Gioco di luci, fondali rosso sangue, immagini fisse, luce incidente, split screen ed un linguaggio cinematografico di inquadrature e di montaggio che mai si erano viste prima nell’animazione seriale, sono parte di quella rivoluzione estetica portata avanti durante tutta la carriera da Osamu Dezaki, uno dei nomi più importanti dell’animazione nipponica. Uscito nelle librerie lo scorso 6 giugno a firma di Mario A. Rumor, Osamu Dezaki. Il richiamo del vento (edizioni Weird Book) è il primo volume italiano, e forse anche in Occidente, dedicato ad uno degli autori che, come si diceva, più hanno lasciato il segno e contribuito allo sviluppo dell’animazione seriale, e non solo, dell’arcipelago.

Ripercorrere la carriera di Dezaki significa (ri)scoprire e rivisitare gli ultimi cinquant’anni dell’animazione del Sol Levante, da quel fulcro creativo che è stato lo studio Mushi Production, fondato da Osamu Tezuka nel 1962 e dove Dezaki debutta l’anno sucessivo come disegnatore, alla Madhouse nei primi anni settanta, fino alla Tokyo Movie Shinsa, studio con cui realizza alcuni dei suoi più importanti lavori come Jenny la tennista, Lady Oscar e Remi.

Il libro di Rumor ci accompagna attraverso l’avventura artistica di Osamu Dezaki fornendo un interessante quadro dell’epoca, fra fallimenti e sfide continue in un Giappone che cambia assieme al pubblico dei cartoni animati e ai suoi gusti. Un’avventura quella di Dezaki che specialmente fra gli anni settanta e ottanta ha davvero saputo rinnovare e spingere l’animazione seriale verso altri territori come mai era stato fatto prima.

Il debutto come regista per l’autore giapponese avviene col botto, nel 1970 infatti arriva nelle televisioni giapponesi Ashita no Jo, che sugli schermi italiani debutterà dopo un decennio come Rocky Joe, una serie animata ancora oggi leggendaria. L’innovazione stilistica e di toni con cui Dezaki traspone sul piccolo schermo il manga di Tetsuya Chiba fu un vero e proprio fenomeno di costume nel Sol Levante, la sua passione ed inclinazione cinematografica e quasi autoriale lo porterà infatti ad inventare uno stile assai riconoscibile, almeno nelle sue opere più celebri.

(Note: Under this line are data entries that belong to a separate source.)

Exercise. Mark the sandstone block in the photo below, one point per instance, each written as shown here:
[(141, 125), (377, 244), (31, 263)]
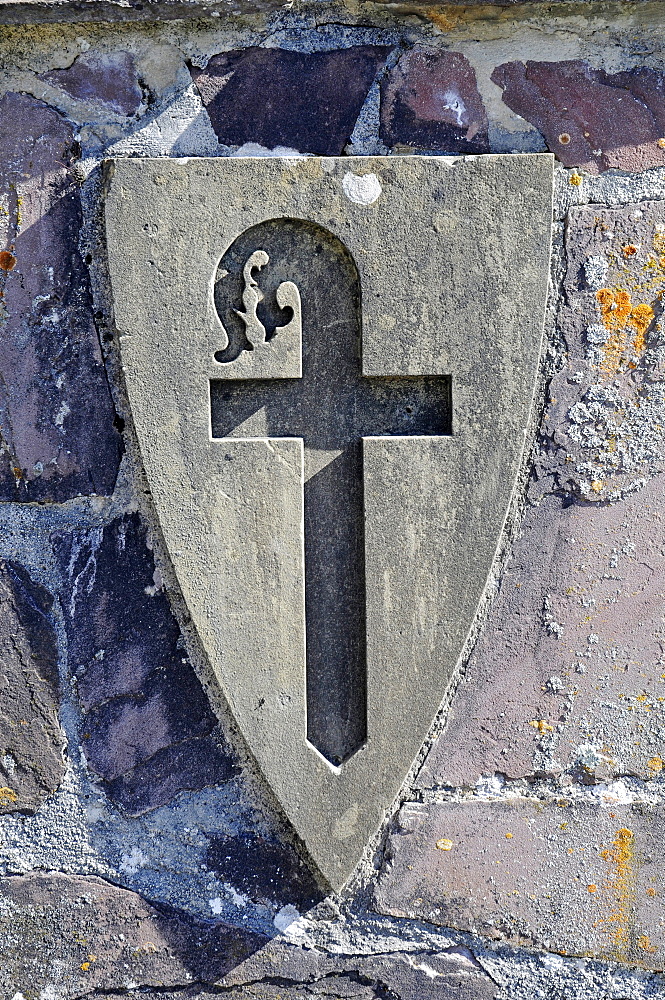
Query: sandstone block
[(108, 78), (589, 118), (307, 101), (430, 100), (567, 876)]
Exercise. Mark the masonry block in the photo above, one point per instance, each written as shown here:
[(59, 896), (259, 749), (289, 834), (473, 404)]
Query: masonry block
[(148, 730), (31, 741), (108, 78), (307, 101), (430, 100), (57, 434), (566, 875), (589, 118)]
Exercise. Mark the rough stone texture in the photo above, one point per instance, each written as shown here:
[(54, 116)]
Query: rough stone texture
[(569, 671), (72, 935), (107, 77), (231, 506), (430, 100), (569, 876), (275, 97), (147, 729), (589, 118), (31, 741), (418, 975), (56, 415)]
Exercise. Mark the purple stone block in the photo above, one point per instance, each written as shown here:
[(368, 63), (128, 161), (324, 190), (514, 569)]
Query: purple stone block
[(57, 433), (274, 97), (147, 726), (107, 77), (430, 100), (589, 118), (31, 741)]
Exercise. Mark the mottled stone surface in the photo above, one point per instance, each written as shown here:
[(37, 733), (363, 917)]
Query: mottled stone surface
[(589, 118), (148, 729), (276, 97), (57, 437), (569, 673), (31, 741), (73, 935), (416, 975), (430, 100), (569, 876), (109, 78), (228, 481)]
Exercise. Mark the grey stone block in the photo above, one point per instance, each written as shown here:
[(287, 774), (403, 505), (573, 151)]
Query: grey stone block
[(451, 289)]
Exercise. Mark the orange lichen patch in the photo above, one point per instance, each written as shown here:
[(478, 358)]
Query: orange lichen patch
[(542, 726), (621, 318), (440, 19), (621, 887)]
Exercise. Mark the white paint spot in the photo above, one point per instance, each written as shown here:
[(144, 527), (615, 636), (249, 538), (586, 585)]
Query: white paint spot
[(361, 189), (615, 794), (285, 917), (237, 898), (131, 863), (63, 412)]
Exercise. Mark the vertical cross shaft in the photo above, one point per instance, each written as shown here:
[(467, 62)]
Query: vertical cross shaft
[(331, 408)]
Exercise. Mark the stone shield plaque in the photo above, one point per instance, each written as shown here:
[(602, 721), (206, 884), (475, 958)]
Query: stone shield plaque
[(330, 365)]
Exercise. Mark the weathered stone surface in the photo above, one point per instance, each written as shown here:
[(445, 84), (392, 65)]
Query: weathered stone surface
[(31, 741), (589, 118), (231, 505), (279, 877), (569, 876), (276, 97), (71, 935), (56, 416), (415, 975), (147, 729), (568, 672), (430, 100), (107, 77)]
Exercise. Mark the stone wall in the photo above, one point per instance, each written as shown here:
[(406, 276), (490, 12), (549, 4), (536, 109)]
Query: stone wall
[(141, 855)]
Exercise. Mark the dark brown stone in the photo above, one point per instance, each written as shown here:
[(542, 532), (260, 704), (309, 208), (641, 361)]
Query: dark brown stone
[(107, 77), (89, 935), (430, 100), (57, 436), (589, 118), (567, 674), (31, 741), (572, 877), (276, 97), (148, 729)]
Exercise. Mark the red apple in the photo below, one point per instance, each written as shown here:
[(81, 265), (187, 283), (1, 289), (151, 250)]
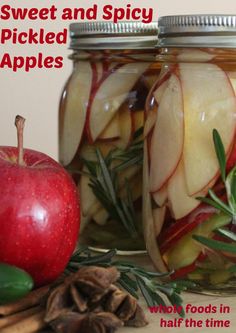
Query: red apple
[(39, 214)]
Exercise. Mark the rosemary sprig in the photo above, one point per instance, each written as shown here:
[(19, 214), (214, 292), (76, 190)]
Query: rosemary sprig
[(134, 278), (104, 178), (215, 245), (228, 208), (220, 152)]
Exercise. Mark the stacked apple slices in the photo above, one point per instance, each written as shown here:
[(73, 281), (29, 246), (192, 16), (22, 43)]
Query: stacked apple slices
[(192, 99), (97, 114)]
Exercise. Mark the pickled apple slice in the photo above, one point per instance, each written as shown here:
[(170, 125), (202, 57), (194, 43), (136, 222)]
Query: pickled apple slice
[(125, 126), (209, 102), (160, 197), (168, 135), (149, 228), (111, 94), (180, 203), (112, 131), (75, 111), (186, 251)]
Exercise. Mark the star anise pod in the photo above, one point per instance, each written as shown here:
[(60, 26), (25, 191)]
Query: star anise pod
[(88, 301)]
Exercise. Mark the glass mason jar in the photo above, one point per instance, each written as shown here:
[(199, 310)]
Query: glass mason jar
[(189, 187), (101, 128)]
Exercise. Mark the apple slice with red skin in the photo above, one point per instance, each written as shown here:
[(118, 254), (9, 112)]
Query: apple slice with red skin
[(39, 215), (73, 114), (179, 202), (138, 119), (231, 162), (170, 236), (126, 126), (158, 219), (148, 222), (109, 96), (168, 136), (186, 250), (209, 102), (112, 131)]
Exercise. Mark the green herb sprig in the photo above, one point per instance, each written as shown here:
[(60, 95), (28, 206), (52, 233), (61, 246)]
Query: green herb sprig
[(228, 208), (135, 279), (104, 176)]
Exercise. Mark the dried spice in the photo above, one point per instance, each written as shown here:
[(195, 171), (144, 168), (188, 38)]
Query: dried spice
[(88, 301)]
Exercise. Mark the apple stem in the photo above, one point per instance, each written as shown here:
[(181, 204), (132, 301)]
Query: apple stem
[(19, 123)]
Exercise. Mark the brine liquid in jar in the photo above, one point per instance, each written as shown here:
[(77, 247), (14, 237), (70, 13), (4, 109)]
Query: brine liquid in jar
[(190, 167), (101, 143)]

Ecco allora che anche Jenny la tennista nel 1973 e quel capolavoro che è Lady Oscar sette anni dopo, dove subentra come regista Tadao Nagahama con l’episodio 19, rispetto ai manga da cui sono tratti, diventano animazioni molto più cupe, con un senso del tragico e con una complessità dei personaggi che raramente si erano viste prima. Dezaki è anche autore di uno degli anime che più hanno fatto piangere il pubblico italiano, Remì e le sue avventure del 1977.
Arrivato su Rai 1 due anni dopo la storia del giovane ragazzo e della ricerca della sua vera madre è davvero uno dei più toccanti racconti per immagini che siano mai stati trasmessi in televisione.

Nel biennio 1982-83 escono nelle sale dell’arcipelago due lungometraggi a firma Dezaki, Space Adventure Cobra e Golgo 13. Entrambi tratti da manga di successo questi film segnano un ulteriore passo avanti per Dezaki e la sua poetica, dal punto di vista stilistico l’autore si sbizzarrisce, specialmente in Golgo 13 dove split screen, fermi immagine, spruzzi di colore, sesso, violenza ed un espressionismo quasi astratto sono cornice e contenuto di un film popolato di personaggi tragici e solitari come in un film di Melville.
Il volume è davvero un’interessante cavalcata nel mondo dell’animazione giapponese, Dezaki è morto nel 2011 ed è stato attivo fino alla fine, Black Jack e la versione animata del Genji Monogatari due delle sue opere tarde degne di menzione, ed è completato da una serie di interviste e da una esaustiva filmografia.